Job completed. 1/1 nodes succeeded.
Duration: 1 sec

vi /etc/puppetlabs/puppet/device.conf

[meraki-devnet-org]
  type meraki_organization
  url file:///root/meraki.yaml

[meraki-devnet-net]
  type meraki_network
  url file:///root/mnet.yaml

vi /root/meraki.yaml


default{
  node {
    dashboard_org_id = 123456
    dashboard_api_key = apikey789
  }
}

vi /root/mnet.yaml



default{
  node {
    dashboard_network_id = L_5678
    dashboard_api_key = apikey789
  }
}

Puppet Device nodes require a signed certificate from the master (just like an Agent). Adding and removing nodes

By default Puppet Device will process all nodes configured in device.conf.

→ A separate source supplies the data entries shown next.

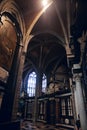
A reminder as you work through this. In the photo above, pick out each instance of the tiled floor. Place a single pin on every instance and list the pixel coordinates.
(38, 126)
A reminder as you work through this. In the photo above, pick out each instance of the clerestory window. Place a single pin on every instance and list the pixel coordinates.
(32, 84)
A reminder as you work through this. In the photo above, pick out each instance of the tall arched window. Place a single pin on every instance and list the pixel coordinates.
(32, 84)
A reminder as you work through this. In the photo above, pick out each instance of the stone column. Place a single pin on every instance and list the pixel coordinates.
(37, 93)
(79, 100)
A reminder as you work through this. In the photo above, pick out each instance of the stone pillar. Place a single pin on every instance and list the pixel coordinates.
(37, 93)
(79, 100)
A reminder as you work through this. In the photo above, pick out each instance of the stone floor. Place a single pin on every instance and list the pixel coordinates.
(26, 125)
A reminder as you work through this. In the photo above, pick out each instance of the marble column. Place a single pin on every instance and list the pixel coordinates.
(79, 99)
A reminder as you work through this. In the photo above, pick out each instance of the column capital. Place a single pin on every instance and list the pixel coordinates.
(77, 76)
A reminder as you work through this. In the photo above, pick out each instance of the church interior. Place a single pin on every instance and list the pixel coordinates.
(43, 70)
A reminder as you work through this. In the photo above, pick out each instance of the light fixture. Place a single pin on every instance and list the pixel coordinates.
(44, 2)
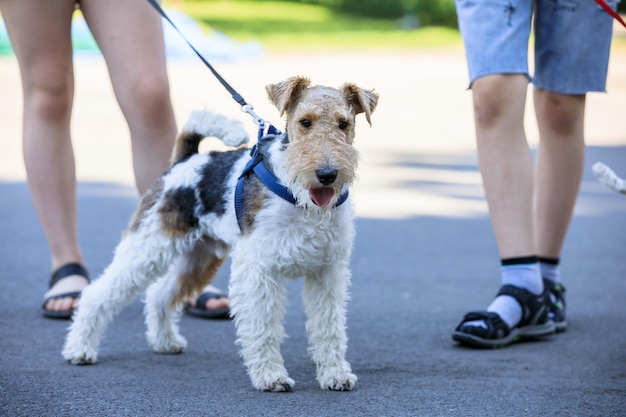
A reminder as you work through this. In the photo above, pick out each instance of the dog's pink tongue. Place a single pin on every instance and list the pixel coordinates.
(321, 196)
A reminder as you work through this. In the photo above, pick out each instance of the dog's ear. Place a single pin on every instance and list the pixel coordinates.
(363, 101)
(285, 93)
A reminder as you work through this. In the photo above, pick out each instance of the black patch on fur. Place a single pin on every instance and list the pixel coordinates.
(178, 210)
(213, 187)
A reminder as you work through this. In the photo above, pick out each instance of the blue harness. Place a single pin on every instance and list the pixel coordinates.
(257, 166)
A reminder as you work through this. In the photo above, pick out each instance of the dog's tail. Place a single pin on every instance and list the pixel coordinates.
(202, 124)
(609, 178)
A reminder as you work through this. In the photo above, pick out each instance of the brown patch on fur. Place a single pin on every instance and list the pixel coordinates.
(254, 195)
(177, 212)
(148, 201)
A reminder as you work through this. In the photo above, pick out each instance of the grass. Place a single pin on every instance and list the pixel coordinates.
(292, 27)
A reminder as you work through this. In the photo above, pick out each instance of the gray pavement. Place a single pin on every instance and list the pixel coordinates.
(424, 255)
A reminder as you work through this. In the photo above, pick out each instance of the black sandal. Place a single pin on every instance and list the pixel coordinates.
(64, 272)
(534, 324)
(199, 309)
(557, 304)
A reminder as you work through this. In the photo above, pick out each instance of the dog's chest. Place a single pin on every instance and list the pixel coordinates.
(296, 240)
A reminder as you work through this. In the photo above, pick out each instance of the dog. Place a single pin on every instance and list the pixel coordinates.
(608, 178)
(208, 206)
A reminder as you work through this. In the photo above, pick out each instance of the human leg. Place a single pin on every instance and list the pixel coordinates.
(506, 169)
(132, 44)
(559, 167)
(40, 36)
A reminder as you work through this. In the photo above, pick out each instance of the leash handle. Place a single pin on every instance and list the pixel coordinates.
(236, 96)
(610, 11)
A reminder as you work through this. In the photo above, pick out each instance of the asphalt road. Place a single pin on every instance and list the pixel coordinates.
(424, 255)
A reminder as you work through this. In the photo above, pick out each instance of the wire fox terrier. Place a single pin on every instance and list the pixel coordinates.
(187, 224)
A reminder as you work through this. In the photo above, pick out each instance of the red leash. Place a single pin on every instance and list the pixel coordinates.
(610, 11)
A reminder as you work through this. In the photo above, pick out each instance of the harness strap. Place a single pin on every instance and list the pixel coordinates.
(610, 11)
(257, 166)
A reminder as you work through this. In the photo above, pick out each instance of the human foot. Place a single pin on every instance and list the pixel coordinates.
(211, 304)
(488, 329)
(66, 284)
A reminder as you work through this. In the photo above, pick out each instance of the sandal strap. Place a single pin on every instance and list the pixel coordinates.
(206, 296)
(557, 289)
(534, 308)
(68, 270)
(496, 327)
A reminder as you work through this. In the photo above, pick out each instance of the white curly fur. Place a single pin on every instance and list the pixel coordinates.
(174, 242)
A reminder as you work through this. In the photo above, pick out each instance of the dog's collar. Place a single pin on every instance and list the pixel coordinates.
(257, 166)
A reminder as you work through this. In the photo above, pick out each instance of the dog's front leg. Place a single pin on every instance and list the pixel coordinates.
(162, 316)
(257, 303)
(325, 296)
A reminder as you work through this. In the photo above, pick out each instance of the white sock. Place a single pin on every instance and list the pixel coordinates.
(519, 272)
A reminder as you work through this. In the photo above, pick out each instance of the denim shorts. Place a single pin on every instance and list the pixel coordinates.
(572, 41)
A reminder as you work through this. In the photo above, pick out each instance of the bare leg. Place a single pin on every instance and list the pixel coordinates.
(129, 34)
(40, 35)
(505, 161)
(560, 161)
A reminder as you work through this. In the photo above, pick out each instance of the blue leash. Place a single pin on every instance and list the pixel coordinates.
(245, 107)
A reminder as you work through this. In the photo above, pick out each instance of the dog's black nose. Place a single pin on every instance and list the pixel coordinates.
(326, 176)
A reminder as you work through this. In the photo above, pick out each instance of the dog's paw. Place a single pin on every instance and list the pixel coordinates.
(284, 384)
(337, 380)
(80, 356)
(174, 344)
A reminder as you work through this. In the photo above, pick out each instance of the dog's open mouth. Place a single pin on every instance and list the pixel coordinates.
(321, 196)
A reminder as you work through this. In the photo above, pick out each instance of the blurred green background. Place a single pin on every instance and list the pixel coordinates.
(329, 24)
(324, 25)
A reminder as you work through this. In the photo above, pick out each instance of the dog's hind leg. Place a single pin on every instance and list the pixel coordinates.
(325, 296)
(137, 262)
(189, 274)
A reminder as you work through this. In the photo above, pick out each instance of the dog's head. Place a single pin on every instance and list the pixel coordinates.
(321, 159)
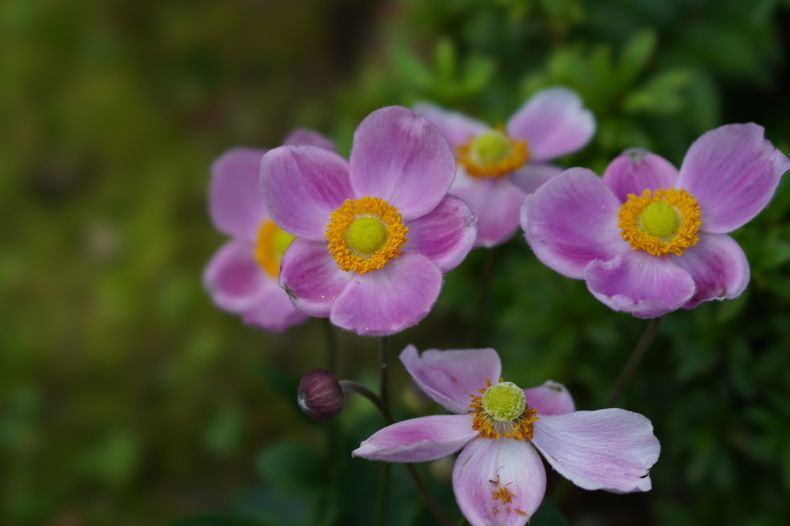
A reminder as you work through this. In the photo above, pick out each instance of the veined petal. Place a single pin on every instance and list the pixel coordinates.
(554, 122)
(634, 171)
(572, 220)
(551, 398)
(456, 127)
(640, 283)
(732, 172)
(449, 377)
(496, 202)
(445, 235)
(402, 158)
(499, 482)
(301, 186)
(234, 200)
(718, 267)
(418, 439)
(311, 277)
(389, 299)
(611, 449)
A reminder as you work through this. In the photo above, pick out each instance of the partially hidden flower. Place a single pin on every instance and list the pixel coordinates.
(498, 166)
(373, 234)
(649, 239)
(242, 275)
(499, 478)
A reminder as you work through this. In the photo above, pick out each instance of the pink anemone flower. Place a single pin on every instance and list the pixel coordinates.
(373, 234)
(649, 239)
(498, 478)
(497, 167)
(242, 276)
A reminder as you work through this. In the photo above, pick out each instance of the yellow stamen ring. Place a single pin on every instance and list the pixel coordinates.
(665, 222)
(365, 233)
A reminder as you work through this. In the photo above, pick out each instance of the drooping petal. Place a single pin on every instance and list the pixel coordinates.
(498, 482)
(611, 449)
(389, 299)
(445, 235)
(634, 171)
(301, 136)
(554, 122)
(496, 202)
(572, 220)
(532, 176)
(718, 267)
(311, 277)
(233, 277)
(551, 398)
(301, 186)
(402, 158)
(456, 127)
(234, 198)
(733, 172)
(449, 377)
(418, 439)
(640, 283)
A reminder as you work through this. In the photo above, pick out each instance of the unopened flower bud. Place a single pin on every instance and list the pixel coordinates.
(320, 395)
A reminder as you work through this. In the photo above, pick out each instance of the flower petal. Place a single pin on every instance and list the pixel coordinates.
(418, 439)
(301, 186)
(511, 467)
(402, 158)
(554, 122)
(449, 377)
(456, 127)
(611, 449)
(572, 220)
(733, 172)
(389, 299)
(233, 277)
(445, 235)
(640, 283)
(496, 202)
(551, 398)
(311, 277)
(234, 200)
(635, 170)
(301, 136)
(718, 267)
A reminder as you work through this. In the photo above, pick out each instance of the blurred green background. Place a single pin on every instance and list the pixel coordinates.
(127, 398)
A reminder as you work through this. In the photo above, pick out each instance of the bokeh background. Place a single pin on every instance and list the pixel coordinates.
(127, 398)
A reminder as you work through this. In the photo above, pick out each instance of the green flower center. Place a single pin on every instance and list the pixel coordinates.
(504, 401)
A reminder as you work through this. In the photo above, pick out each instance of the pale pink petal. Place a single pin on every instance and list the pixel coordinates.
(301, 136)
(456, 127)
(402, 158)
(718, 267)
(311, 277)
(389, 299)
(445, 235)
(484, 467)
(572, 220)
(551, 398)
(233, 277)
(532, 176)
(554, 122)
(234, 200)
(449, 377)
(634, 171)
(496, 202)
(733, 172)
(640, 283)
(418, 439)
(301, 186)
(611, 449)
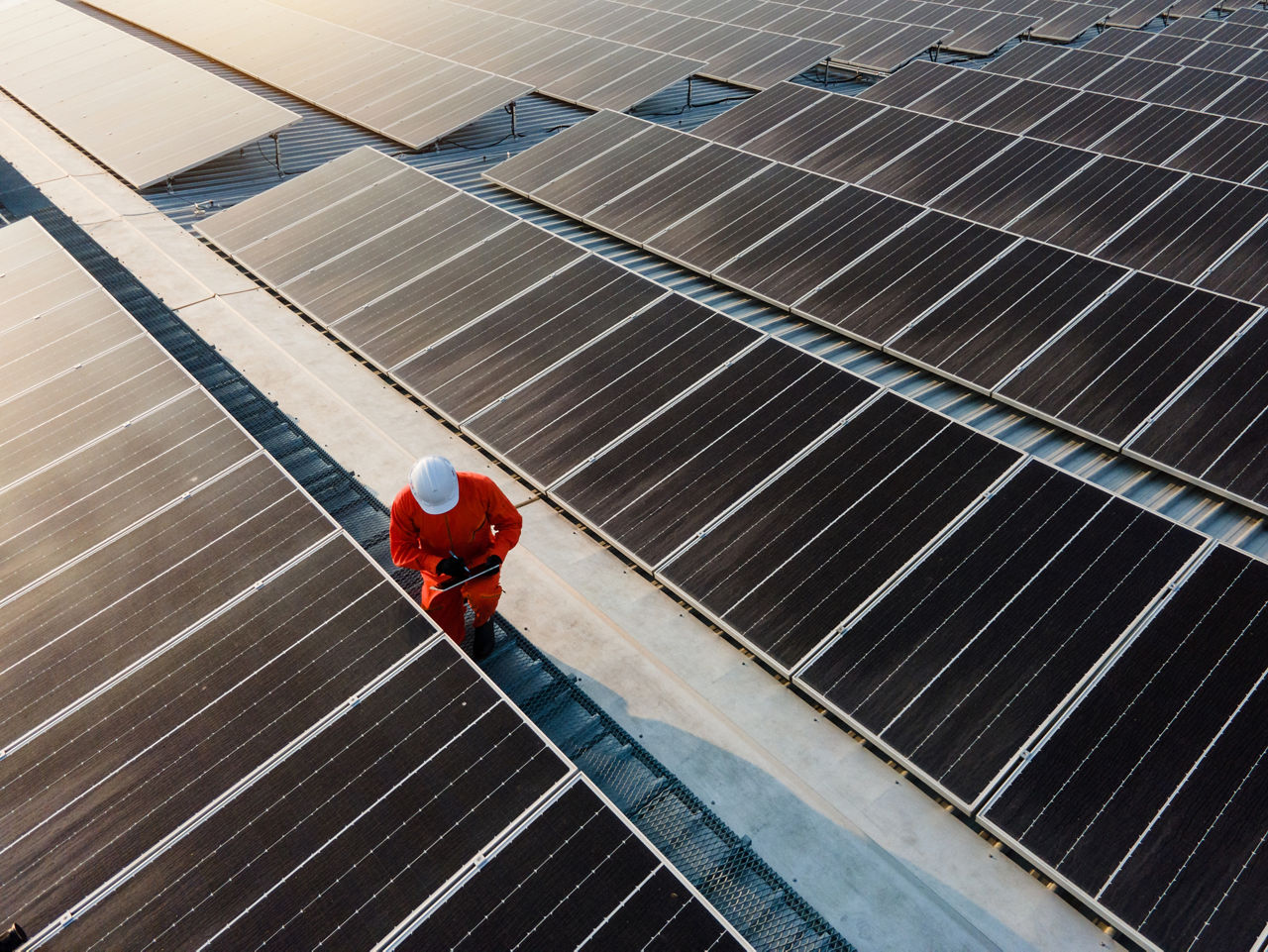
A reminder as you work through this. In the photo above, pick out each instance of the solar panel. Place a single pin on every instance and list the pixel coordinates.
(806, 253)
(991, 326)
(353, 800)
(580, 876)
(143, 757)
(714, 234)
(1106, 375)
(956, 667)
(878, 295)
(785, 568)
(143, 112)
(1190, 230)
(1146, 797)
(1013, 181)
(1215, 429)
(567, 415)
(102, 613)
(709, 449)
(525, 336)
(1096, 203)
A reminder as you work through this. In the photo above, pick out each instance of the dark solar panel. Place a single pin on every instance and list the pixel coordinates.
(809, 131)
(958, 666)
(1190, 230)
(716, 232)
(1149, 793)
(1013, 181)
(1085, 119)
(674, 193)
(533, 168)
(143, 757)
(1021, 107)
(1217, 429)
(791, 565)
(990, 327)
(938, 162)
(525, 336)
(1119, 363)
(864, 150)
(1155, 134)
(680, 471)
(1095, 204)
(800, 258)
(880, 294)
(574, 876)
(381, 790)
(570, 413)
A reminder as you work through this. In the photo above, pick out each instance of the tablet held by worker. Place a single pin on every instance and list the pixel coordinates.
(456, 529)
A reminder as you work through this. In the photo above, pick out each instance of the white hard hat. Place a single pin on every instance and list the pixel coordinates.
(434, 484)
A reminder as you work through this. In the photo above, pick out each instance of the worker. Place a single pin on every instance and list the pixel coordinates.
(452, 526)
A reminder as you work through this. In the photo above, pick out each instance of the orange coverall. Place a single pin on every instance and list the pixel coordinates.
(482, 524)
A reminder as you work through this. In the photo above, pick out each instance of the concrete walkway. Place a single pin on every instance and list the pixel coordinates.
(879, 858)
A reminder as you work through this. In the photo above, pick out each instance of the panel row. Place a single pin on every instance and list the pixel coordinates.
(223, 725)
(144, 113)
(936, 589)
(1045, 329)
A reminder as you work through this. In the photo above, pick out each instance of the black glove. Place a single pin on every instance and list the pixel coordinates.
(453, 567)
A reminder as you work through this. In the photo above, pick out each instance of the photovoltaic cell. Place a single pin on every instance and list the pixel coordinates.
(705, 452)
(884, 291)
(1096, 203)
(119, 774)
(958, 666)
(383, 790)
(1217, 429)
(567, 415)
(560, 880)
(1148, 796)
(987, 329)
(1119, 363)
(95, 617)
(789, 566)
(805, 254)
(1186, 234)
(525, 336)
(1009, 184)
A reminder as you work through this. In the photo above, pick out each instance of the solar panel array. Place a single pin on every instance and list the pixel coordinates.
(223, 725)
(410, 96)
(945, 594)
(597, 73)
(1047, 322)
(144, 113)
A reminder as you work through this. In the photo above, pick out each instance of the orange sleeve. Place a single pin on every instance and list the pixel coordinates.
(404, 539)
(505, 521)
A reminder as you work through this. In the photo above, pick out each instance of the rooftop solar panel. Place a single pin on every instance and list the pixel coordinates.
(105, 611)
(1108, 374)
(882, 293)
(959, 666)
(1216, 430)
(806, 253)
(785, 568)
(566, 416)
(1145, 796)
(1190, 230)
(580, 876)
(144, 113)
(1013, 181)
(383, 790)
(297, 41)
(991, 326)
(525, 336)
(710, 448)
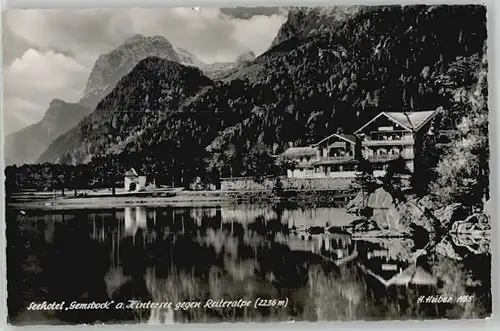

Output by default is suppressed, so include -v for interactive runs.

/opt/puppetlabs/puppet/bin/puppet device -v

Individual nodes (organizations) can be specified

/opt/puppetlabs/puppet/bin/puppet device -v --target meraki-devnet-org

Current administrators can be returned interactively as Puppet code

/opt/puppetlabs/puppet/bin/puppet device -v --target meraki-devnet-org --resource meraki_admin

Current administrators can be returned interactively as Puppet code and filtered by email

[root@puppet-device-devel ~]# /opt/puppetlabs/puppet/bin/puppet device -v --target meraki-devnet-org --resource meraki_admin shermdog@puppet.com
Info: retrieving resource: meraki_admin from meraki-devnet-org at file:///etc/puppetlabs/code/environments/production/meraki.yaml
meraki_admin { "shermdog@puppet.com": 
  fullname => 'Rick Sherman',
  ensure => 'present',
# id => '646829496481137785', # Read Only
  orgaccess => 'full',
  networks => [
  {
    'id' => 'L_646829496481099051',
    'access' => 'full'
  },
  {
    'id' => 'L_646829496481095933',
    'access' => 'full'
  },
  {
    'id' => 'N_646829496481143399',
    'access' => 'full'
  }],
  tags => [
  {
    'tag' => 'Sandbox',
    'access' => 'full'
  },
  {
    'tag' => 'branch',
    'access' => 'full'
  }],
}

Current VLANs can be returned interactively as Puppet code and filtered by ID

[root@puppet-device-devel ~]# puppet device -v -t meraki-devnet-net --resource meraki_vlan 99
Info: retrieving resource: meraki_vlan from meraki-devnet-net at file:///root/mnet.yaml
meraki_vlan { "99": 
  ensure => 'present',
  description => 'Managed by Puppet',
  subnet => '10.0.99.0/24',
  applianceip => '10.0.99.1',
  fixedipassignments => {
  '52:54:00:e3:5d:3d' => {
    'ip' => '10.0.99.202',
    'name' => 'test2'
  }
},
  reservedipranges => [
  {
    'start' => '10.0.99.1',
    'end' => '10.0.99.101',
    'comment' => 'test 1'
  },
  {
    'start' => '10.0.99.200',
    'end' => '10.0.99.225',
    'comment' => 'test 2'
  }],
  dnsnameservers => 'upstream_dns',
}

Reference

Puppet Strings REFERENCE.md

Limitations

meraki_vlan

The Meraki API currently does not allow for the removal of fixedIpAssignments once they have been set. Puppet will still try to remove them.

Development

This module leverages Puppet Resource API and is compatible with Puppet PDK

Additional information on contributing to the module will be forthcoming.